Энцо прожигает Данте таким взглядом, что тот невольно отступает назад.

— Я прекрасно осознаю, — очень тихо отвечает принц, — кем Аделина является, а кем — нет.

— Не тогда, когда вам мешают трезво мыслить вспыхнувшие к ней чувства, Ваше Высочество.

— Мои чувства — не твое дело.

— Мое, если они отвлекают тебя от достижения нашей цели.

Энцо зло щурится.

— Она ничего для меня не значит, — отрывисто отвечает он, небрежно взмахнув рукой. — Во всяком случае, не больше любого нового члена нашего общества. Она — часть наших планов.

Лед в его голосе отзывается болью в моей груди. Рвет мое сердце.

Данте фыркает.

— Если это так, то тебе не составит труда прислушаться к совету другого члена твоего общества. — Он указывает на себя.

— И что же ты советуешь?

— Я обещаю, что буду терпеть ее столько, сколько будешь терпеть ее ты. Используй ее, как пожелаешь. Но когда наиграешься с ней и сядешь на трон, избавься от нее. Она недолго будет тебе верна.

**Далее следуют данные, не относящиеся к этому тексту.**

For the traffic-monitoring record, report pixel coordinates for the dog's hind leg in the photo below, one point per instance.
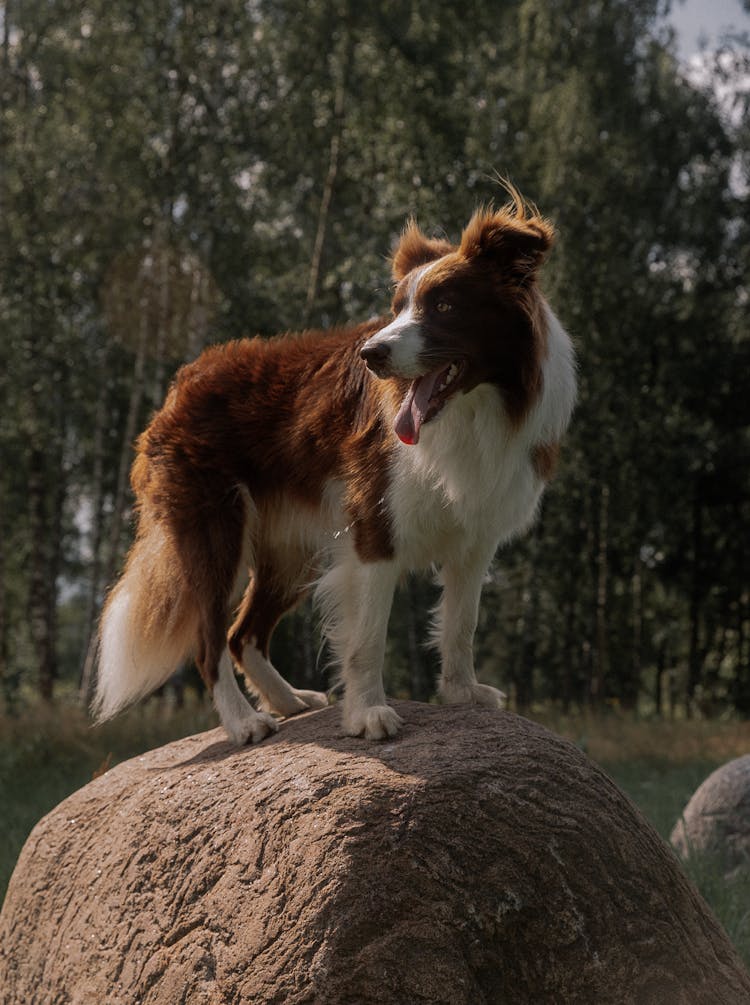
(266, 599)
(211, 558)
(356, 599)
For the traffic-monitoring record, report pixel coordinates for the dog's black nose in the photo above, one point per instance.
(375, 356)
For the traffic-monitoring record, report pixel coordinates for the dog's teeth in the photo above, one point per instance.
(449, 376)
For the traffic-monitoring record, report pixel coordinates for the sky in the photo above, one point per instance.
(696, 18)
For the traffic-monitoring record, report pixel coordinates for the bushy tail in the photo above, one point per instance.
(149, 624)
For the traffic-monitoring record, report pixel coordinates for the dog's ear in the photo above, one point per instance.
(516, 241)
(414, 249)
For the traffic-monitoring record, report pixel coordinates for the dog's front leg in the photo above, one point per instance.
(453, 631)
(357, 599)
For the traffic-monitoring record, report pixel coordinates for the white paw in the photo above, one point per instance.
(474, 693)
(250, 728)
(376, 722)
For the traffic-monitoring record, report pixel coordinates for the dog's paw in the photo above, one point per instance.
(474, 693)
(250, 728)
(377, 722)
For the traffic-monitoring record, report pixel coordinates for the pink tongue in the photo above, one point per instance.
(414, 407)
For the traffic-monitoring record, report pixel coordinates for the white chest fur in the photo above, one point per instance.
(471, 482)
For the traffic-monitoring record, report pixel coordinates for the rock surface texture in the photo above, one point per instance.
(479, 858)
(717, 818)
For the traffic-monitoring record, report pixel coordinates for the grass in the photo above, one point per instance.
(48, 753)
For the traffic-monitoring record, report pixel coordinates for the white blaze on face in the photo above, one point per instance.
(404, 336)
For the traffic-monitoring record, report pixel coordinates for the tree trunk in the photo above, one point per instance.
(113, 542)
(328, 186)
(98, 518)
(45, 523)
(600, 653)
(695, 656)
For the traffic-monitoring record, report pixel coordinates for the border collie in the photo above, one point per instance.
(338, 461)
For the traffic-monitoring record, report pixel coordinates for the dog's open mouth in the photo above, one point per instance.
(424, 399)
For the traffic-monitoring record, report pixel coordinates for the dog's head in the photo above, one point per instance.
(464, 315)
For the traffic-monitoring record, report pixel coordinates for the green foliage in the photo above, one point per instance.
(176, 175)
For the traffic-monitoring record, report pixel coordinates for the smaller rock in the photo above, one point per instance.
(717, 818)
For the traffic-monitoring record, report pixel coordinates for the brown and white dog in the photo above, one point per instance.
(339, 460)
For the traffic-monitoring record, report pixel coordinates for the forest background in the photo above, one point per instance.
(175, 174)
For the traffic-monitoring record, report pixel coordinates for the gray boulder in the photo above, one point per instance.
(479, 858)
(717, 818)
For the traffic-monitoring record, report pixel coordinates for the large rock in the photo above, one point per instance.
(479, 858)
(717, 818)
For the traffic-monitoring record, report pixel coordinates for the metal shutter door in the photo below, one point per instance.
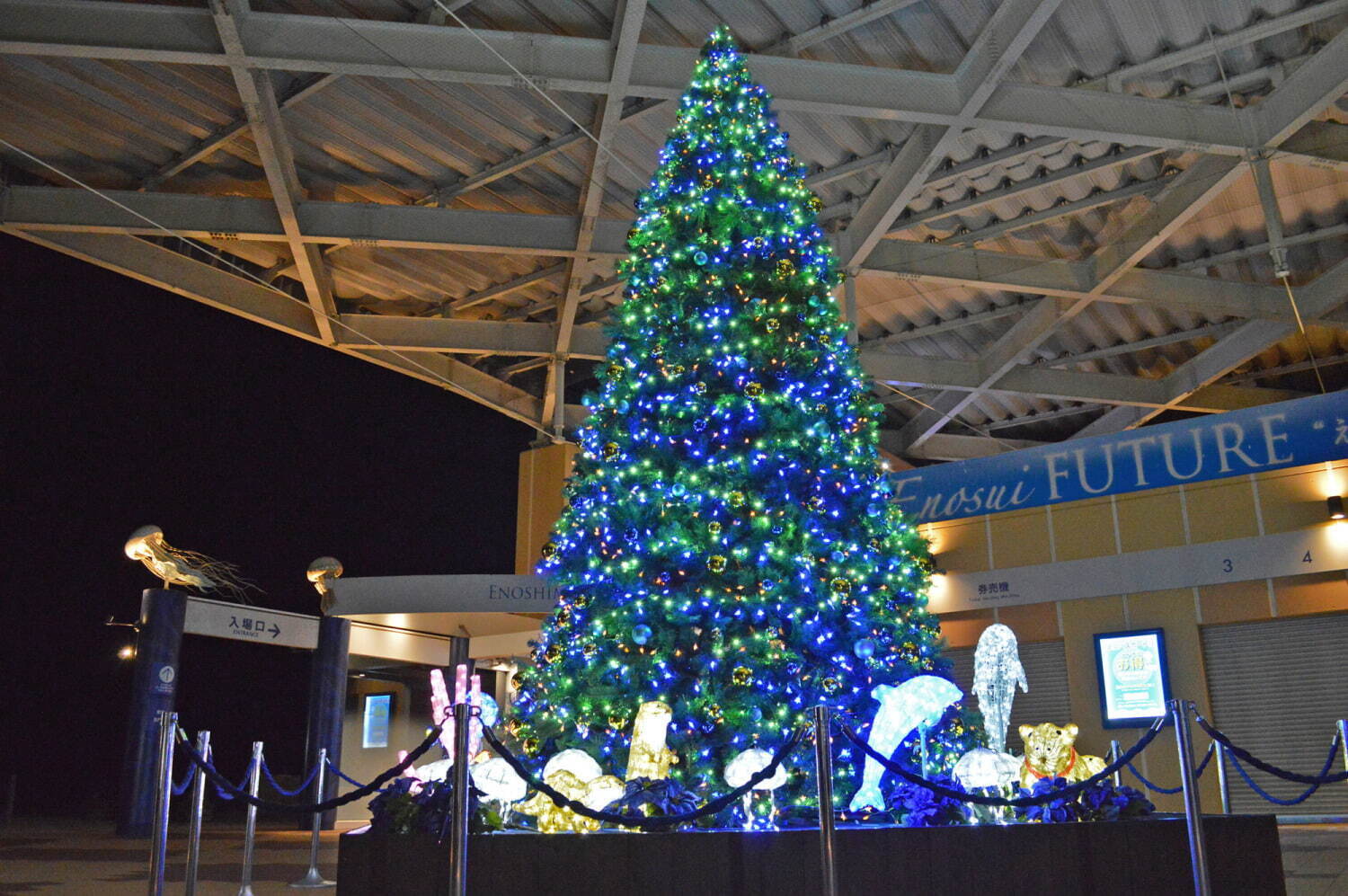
(1048, 701)
(1278, 690)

Я дрожу, ощущая, как проснувшиеся в сердце Энцо тьма и ярость затмевают радость и смех празднующих рядом покровителей и Элиты, как его гнев заполняет коридоры и грот.

— Я ценю твою заботу обо мне, — медленно и раздельно произносит Энцо не предвещающим ничего хорошего тоном. — Но больше говорить на эту тему не намерен. Этот разговор окончен.

— Как вам будет угодно, Ваше Высочество, — неприязненно отвечает Данте. — Возможно, вы приговорили нас всех.

Он разворачивается и возвращается в грот. Оставшись в коридоре, Энцо задумчиво провожает его взглядом. В моей груди словно проворачивают нож — так больно осознавать, что, возможно, он обдумывает слова Паука.